# Application of Association Rule Learning

This notebook show how to build association rules and is structured as follows:
_______

**1. Import libraries and dataset**

The code blocks import the necessary standard librariers and the data from the datasource.

**2. Extend the finance_data by new column 'Kind of financial products'**

In this section each column entry is put into an array and then added as extra column to the whole dataframe. It is a necessary step to make the association rule algorithm work. It is a kind of preprocessing step.

**3. Apply the association rule learning algorithm**

The section consists of two subsections:

*3.1 Preprocess the data*:

Data is being standardized. The apriori algorithm is responsibel for finding frequent the item sets that frequently appear which is a precondition for deriving rules.

*3.2 Finde the rules*:

By setting appropriate metrics such as 'confidence' with a minimal threshold, rules can be extraced.

**4. Export the new data**

The codeblock exports the found rules as an excel sheet.

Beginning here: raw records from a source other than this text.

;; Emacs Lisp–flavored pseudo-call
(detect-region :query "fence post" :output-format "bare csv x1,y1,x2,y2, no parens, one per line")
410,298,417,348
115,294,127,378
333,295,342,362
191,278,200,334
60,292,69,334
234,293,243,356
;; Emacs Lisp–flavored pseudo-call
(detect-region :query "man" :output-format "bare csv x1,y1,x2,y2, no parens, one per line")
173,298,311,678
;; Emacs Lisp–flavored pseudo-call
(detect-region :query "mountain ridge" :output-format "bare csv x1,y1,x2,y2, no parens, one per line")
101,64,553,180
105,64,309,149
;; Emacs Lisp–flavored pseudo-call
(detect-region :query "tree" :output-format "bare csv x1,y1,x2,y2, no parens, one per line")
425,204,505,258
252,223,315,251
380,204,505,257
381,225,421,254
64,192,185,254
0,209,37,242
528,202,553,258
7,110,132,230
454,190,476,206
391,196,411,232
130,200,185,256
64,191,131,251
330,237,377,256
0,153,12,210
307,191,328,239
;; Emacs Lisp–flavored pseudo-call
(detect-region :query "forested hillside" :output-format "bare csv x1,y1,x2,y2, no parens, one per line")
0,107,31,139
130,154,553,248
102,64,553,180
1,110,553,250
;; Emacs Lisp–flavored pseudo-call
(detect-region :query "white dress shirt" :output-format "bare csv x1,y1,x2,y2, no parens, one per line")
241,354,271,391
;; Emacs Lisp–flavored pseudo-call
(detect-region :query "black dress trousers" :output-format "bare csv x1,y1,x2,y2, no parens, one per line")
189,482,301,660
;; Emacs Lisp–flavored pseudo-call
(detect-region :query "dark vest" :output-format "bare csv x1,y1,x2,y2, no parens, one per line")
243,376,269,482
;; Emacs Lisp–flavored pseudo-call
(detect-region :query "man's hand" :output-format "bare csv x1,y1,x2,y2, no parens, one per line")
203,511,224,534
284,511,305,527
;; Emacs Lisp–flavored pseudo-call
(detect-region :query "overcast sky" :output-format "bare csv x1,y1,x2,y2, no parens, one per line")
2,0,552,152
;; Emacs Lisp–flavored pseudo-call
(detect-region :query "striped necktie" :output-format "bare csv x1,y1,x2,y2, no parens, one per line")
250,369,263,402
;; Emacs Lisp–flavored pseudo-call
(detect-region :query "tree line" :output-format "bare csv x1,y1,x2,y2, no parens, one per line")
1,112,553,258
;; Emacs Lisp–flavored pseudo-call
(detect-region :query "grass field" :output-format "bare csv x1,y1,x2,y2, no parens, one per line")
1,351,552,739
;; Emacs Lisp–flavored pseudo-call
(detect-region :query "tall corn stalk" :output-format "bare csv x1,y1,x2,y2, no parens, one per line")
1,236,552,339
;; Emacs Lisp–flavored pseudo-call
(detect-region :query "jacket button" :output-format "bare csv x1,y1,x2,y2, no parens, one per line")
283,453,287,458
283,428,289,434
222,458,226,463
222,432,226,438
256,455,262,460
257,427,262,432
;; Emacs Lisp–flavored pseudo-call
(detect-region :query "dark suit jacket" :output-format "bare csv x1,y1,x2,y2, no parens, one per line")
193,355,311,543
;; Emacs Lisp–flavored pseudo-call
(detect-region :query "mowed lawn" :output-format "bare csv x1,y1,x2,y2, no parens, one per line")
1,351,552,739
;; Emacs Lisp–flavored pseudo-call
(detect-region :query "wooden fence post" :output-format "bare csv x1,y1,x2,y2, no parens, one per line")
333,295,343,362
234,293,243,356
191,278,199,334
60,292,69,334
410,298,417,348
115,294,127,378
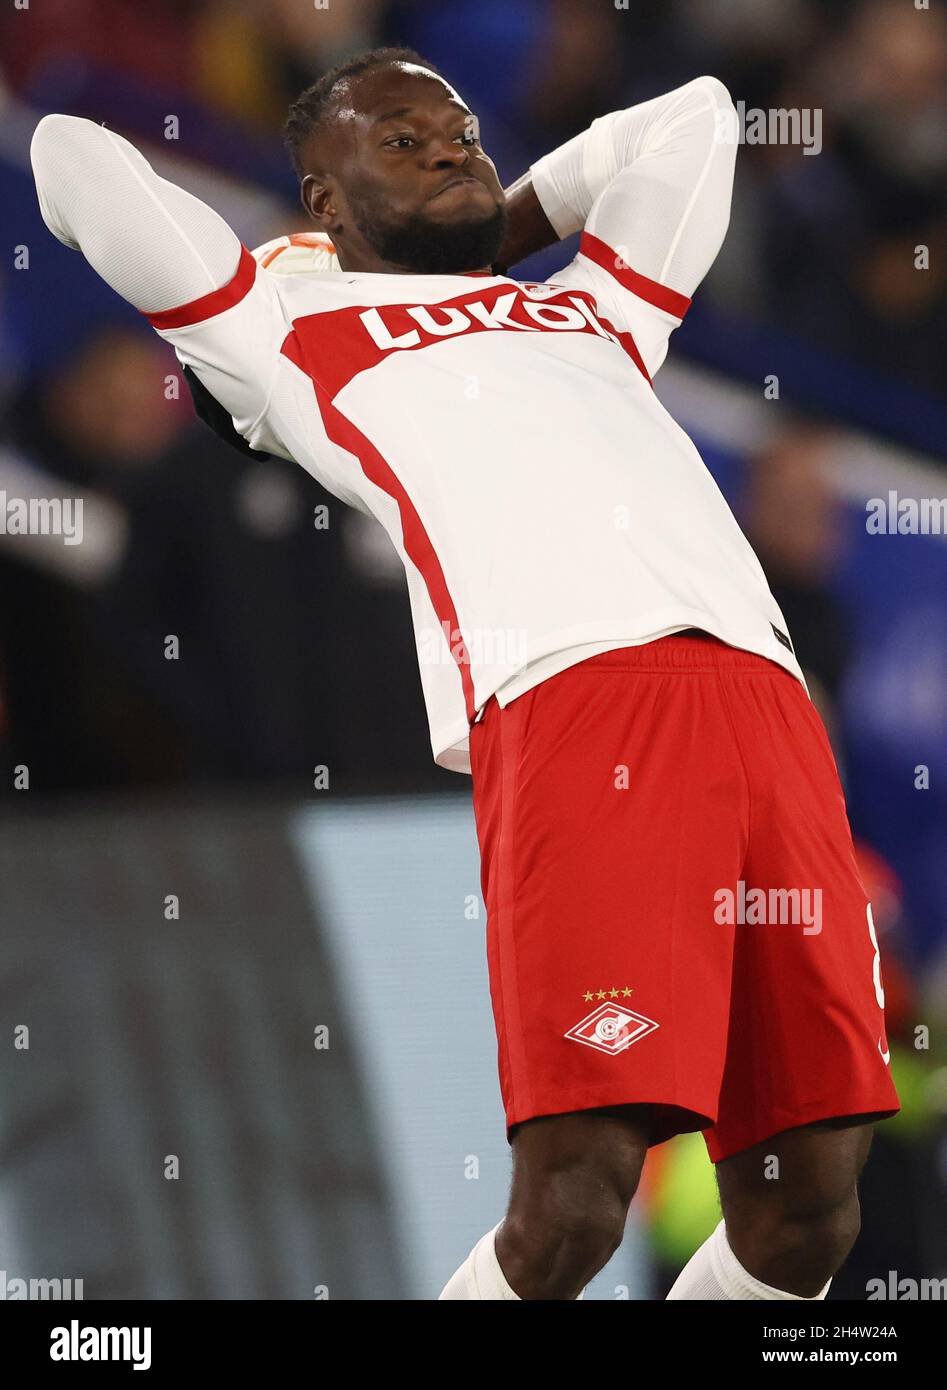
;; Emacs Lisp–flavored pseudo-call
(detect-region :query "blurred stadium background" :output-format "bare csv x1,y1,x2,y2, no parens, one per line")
1,0,946,1299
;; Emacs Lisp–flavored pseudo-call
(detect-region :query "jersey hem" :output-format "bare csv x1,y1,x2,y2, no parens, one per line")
431,612,807,776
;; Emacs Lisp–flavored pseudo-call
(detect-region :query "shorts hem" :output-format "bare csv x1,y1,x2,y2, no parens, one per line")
505,1085,716,1147
703,1095,901,1164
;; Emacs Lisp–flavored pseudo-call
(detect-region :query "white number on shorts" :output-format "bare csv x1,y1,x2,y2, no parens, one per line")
867,903,885,1009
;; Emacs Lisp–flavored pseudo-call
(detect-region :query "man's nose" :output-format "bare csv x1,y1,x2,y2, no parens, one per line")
427,138,470,168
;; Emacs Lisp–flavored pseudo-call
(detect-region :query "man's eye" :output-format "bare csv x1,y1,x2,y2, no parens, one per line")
455,132,478,146
386,135,415,148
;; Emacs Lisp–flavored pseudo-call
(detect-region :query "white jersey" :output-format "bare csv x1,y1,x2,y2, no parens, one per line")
31,77,804,773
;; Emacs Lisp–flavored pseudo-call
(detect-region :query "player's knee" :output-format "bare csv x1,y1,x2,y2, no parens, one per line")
501,1188,627,1298
500,1109,648,1295
779,1189,862,1274
770,1150,864,1239
502,1158,633,1296
727,1183,861,1286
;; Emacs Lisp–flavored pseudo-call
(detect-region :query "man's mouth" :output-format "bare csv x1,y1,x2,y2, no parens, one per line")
430,175,482,200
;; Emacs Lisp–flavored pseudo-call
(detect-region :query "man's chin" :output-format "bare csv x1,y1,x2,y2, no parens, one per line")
360,204,508,275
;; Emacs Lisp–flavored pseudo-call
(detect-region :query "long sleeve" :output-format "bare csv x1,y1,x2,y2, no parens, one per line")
529,77,737,376
30,114,287,447
31,114,246,310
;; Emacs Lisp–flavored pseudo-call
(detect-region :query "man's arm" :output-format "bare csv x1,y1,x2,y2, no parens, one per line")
30,115,285,444
495,174,558,273
500,77,737,373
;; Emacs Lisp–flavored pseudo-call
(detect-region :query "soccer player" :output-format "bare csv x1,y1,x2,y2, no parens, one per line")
31,46,899,1301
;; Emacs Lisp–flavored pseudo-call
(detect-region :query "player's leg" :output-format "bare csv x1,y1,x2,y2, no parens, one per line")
443,638,751,1300
441,1104,656,1300
496,1103,661,1299
717,1115,877,1295
441,1099,711,1299
673,655,899,1300
667,1115,880,1299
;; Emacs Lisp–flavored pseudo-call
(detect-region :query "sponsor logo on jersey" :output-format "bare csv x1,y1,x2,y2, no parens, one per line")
283,282,650,397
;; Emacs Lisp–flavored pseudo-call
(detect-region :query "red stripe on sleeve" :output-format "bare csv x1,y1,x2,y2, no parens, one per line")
579,232,692,320
143,244,257,330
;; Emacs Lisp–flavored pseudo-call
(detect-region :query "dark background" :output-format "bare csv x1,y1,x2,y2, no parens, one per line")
1,0,945,1298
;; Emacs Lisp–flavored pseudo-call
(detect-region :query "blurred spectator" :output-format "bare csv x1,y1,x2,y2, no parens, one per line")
0,322,442,796
0,325,187,791
0,0,201,97
192,0,387,131
742,423,852,716
93,421,443,793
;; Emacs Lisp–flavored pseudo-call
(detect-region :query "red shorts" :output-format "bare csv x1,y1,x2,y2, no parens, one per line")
469,634,900,1163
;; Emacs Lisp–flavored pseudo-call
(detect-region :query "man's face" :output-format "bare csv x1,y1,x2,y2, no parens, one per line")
301,63,507,274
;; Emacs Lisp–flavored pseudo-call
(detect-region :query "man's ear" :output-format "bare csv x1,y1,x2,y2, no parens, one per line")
301,173,335,229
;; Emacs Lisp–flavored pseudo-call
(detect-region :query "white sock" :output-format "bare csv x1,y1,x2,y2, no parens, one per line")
438,1222,588,1300
438,1223,520,1299
666,1219,832,1300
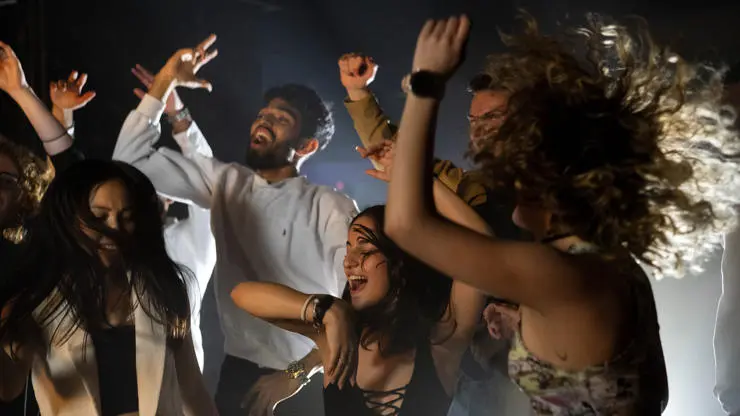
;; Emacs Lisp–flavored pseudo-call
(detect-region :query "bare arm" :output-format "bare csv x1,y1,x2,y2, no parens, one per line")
230,282,322,341
385,17,583,311
431,179,488,348
230,282,357,387
174,332,218,416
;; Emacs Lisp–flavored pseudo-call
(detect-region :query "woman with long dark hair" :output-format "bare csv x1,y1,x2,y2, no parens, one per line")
385,14,740,414
231,198,488,415
0,159,216,415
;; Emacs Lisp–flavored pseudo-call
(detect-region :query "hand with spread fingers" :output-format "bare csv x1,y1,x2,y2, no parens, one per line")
158,34,219,91
412,15,470,79
338,53,378,101
356,139,394,182
50,71,96,112
0,41,29,94
242,372,303,416
132,64,183,115
322,300,357,390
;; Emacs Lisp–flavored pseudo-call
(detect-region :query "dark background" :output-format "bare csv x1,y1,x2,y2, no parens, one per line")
1,1,738,414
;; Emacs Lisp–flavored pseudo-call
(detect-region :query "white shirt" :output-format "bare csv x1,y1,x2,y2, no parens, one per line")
163,127,217,372
714,228,740,415
113,95,357,369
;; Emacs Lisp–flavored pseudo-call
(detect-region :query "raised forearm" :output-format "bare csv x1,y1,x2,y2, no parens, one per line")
8,88,72,155
386,95,440,235
346,87,371,102
432,178,492,237
51,106,74,130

## 1. Import libraries and dataset

In [2]:
# import data analysis libaries
import pandas as pd

# import visualization libraries
import matplotlib.pyplot as plt
import seaborn as sns
from matplotlib import rcParams
%matplotlib inline

In [4]:
# provide the data source --> must be an excel
dataset = '../Datasource/data_financeproducts.xlsx'
finance_data = pd.read_excel(dataset )
finance_data.head()

Unnamed: 0,Sex,Age,Net income,Amount of financial products,Stocks,Investment fonds,Bond issues,Savings certificate,Giro account,Day-to-day money account,Credit card,Fixed deposit account,Life insurance,Riester pension,Housing saving
0,male,28,1250-1499 €,3,no,no,no,no,yes,yes,yes,no,no,no,no
1,male,56,5000-5999 €,1,no,no,no,no,no,no,yes,no,no,no,no
2,male,28,1250-1499 €,3,no,no,no,no,yes,yes,yes,no,no,no,no
3,male,29,2000-2499 €,3,no,no,no,no,yes,no,yes,no,no,no,yes
4,male,29,2000-2499 €,2,no,no,no,no,yes,no,yes,no,no,no,no


In [62]:
# non financial columns are removed
finance_data = finance_data.drop(['Sex', 'Age', 'Net income', 'Amount of financial products'], axis = 1)
finance_data.head()

Unnamed: 0,Stocks,Investment fonds,Bond issues,Savings certificate,Giro account,Day-to-day money account,Credit card,Fixed deposit account,Life insurance,Riester pension,Housing saving
0,no,no,no,no,yes,yes,yes,no,no,no,no
1,no,no,no,no,no,no,yes,no,no,no,no
2,no,no,no,no,yes,yes,yes,no,no,no,no
3,no,no,no,no,yes,no,yes,no,no,no,yes
4,no,no,no,no,yes,no,yes,no,no,no,no


## 2. Extend the finance_data by new column 'Kind of financial products'

In [63]:
# array of items for conditional comparison
items = ['Stocks', 'Investment fonds', 'Bond issues', 'Savings certificate', 'Day-to-day money account', 
         'Fixed deposit account', 'Life insurance', 'Credit card', 'Giro account',
        'Riester pension', 'Housing saving']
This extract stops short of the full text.